My reading program has crashed and burned. I cannot bear to read another chapter of political analysis, political biography, political satire, history of the civil rights movement, critique of the Iraq War, or background on the war in Afghanistan. Not another page.
So I picked up my favorite romance writer (my only romance writer) Debbie Macomber's latest knitting novel. These stories take place in and about a fictional yarn store on the fictional Blossom Street in Seattle. Back on Blossom Street (2007) is the third, after The Shop on Blossom Street (2004) and A Good Yarn (2005.) A fourth in the series was published three days ago called Twenty Wishes.
The major character in these novels is Lydia Goetz, the owner of A Good Yarn. Characters who appear and reappear include her gruff sister, Margaret, the young woman who is a baker in a French cafe across the street, the new owner of the flower shop next door, her mysterious assistant, and the youth pastor of the Methodist Church across the way.
The major characters in each book meet at a knitting class at A Good Yarn.
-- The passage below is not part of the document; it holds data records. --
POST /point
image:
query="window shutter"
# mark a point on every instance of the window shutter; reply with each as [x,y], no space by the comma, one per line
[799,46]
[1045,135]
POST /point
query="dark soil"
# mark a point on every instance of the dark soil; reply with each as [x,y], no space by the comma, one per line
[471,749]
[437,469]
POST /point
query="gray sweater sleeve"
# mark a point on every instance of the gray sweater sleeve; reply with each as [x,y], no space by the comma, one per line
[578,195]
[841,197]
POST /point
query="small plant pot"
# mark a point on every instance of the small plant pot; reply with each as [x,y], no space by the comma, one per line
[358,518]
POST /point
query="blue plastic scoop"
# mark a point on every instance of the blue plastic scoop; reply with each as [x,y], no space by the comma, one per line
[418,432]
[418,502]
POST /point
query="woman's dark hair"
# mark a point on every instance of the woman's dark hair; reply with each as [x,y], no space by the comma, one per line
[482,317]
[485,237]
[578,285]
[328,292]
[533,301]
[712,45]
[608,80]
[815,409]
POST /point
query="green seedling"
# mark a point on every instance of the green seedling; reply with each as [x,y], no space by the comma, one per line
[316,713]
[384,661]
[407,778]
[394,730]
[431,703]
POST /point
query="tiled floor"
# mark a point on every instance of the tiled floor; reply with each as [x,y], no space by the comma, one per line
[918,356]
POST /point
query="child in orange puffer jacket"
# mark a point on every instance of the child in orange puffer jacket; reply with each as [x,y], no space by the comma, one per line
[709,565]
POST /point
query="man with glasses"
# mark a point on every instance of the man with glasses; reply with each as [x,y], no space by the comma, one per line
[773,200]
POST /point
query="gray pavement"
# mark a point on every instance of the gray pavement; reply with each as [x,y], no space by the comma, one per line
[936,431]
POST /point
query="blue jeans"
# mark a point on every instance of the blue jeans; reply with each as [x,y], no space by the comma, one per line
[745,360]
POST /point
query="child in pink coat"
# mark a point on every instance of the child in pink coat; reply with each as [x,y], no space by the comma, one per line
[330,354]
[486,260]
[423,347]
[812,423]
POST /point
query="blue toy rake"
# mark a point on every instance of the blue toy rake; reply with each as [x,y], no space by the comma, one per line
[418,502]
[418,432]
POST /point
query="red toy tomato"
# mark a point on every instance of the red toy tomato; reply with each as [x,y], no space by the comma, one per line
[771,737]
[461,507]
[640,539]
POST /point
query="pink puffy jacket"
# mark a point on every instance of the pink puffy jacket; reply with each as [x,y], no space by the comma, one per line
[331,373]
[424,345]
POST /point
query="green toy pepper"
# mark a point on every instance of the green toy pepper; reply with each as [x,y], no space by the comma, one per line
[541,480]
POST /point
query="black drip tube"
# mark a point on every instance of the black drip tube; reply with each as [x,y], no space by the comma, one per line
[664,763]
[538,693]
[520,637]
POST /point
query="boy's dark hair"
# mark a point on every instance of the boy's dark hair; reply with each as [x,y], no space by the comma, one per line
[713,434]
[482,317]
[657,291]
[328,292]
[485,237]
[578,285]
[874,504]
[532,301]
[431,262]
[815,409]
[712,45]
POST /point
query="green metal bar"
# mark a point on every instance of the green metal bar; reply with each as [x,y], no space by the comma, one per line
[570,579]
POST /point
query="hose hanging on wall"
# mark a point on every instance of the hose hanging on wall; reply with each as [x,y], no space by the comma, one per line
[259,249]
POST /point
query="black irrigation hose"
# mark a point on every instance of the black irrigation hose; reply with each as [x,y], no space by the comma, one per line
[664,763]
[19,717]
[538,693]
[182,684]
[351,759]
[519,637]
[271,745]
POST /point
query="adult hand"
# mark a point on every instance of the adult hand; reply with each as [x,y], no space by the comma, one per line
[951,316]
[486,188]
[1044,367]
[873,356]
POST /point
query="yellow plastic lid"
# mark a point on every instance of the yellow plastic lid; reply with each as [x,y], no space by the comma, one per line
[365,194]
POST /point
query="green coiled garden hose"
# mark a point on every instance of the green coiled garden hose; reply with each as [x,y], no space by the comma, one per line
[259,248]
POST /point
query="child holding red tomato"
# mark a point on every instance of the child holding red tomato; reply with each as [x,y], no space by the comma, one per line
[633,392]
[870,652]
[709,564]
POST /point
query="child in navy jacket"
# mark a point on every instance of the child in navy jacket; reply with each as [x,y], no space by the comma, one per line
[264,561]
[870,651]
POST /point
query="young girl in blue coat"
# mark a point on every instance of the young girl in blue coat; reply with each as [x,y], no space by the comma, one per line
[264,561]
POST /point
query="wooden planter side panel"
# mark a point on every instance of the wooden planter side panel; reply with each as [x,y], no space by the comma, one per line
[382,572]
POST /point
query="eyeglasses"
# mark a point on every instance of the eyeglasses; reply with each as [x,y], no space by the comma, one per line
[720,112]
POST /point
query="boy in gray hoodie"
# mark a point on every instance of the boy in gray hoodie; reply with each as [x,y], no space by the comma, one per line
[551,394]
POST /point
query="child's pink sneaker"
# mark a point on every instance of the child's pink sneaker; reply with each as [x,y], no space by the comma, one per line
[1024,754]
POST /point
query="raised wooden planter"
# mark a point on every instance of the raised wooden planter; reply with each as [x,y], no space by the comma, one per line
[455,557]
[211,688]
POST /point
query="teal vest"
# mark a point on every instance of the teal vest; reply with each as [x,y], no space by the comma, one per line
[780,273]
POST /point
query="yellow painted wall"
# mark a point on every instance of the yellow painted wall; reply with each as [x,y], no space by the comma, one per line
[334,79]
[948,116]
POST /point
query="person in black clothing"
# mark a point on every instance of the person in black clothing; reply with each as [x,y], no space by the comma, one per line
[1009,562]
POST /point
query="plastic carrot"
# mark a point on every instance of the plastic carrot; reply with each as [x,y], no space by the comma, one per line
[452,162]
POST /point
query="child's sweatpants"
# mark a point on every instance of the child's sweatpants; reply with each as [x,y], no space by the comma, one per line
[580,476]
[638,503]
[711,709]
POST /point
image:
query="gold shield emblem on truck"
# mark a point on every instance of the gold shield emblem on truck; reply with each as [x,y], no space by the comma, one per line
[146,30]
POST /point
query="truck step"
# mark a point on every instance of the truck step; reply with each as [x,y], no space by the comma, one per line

They come to knitting from different places with differing needs but as with all good romance novels by the end of the book they find satisfaction and sometimes love with the help of their new knitting friends.
Macomber, who was born in Yakima and now lives in Port Orchard, and who is a knitter herself, helpfully provides the patterns that the characters in her books are using to knit baby blankets and hats and socks and prayer shawls so that the reader can knit the selfsame items herself.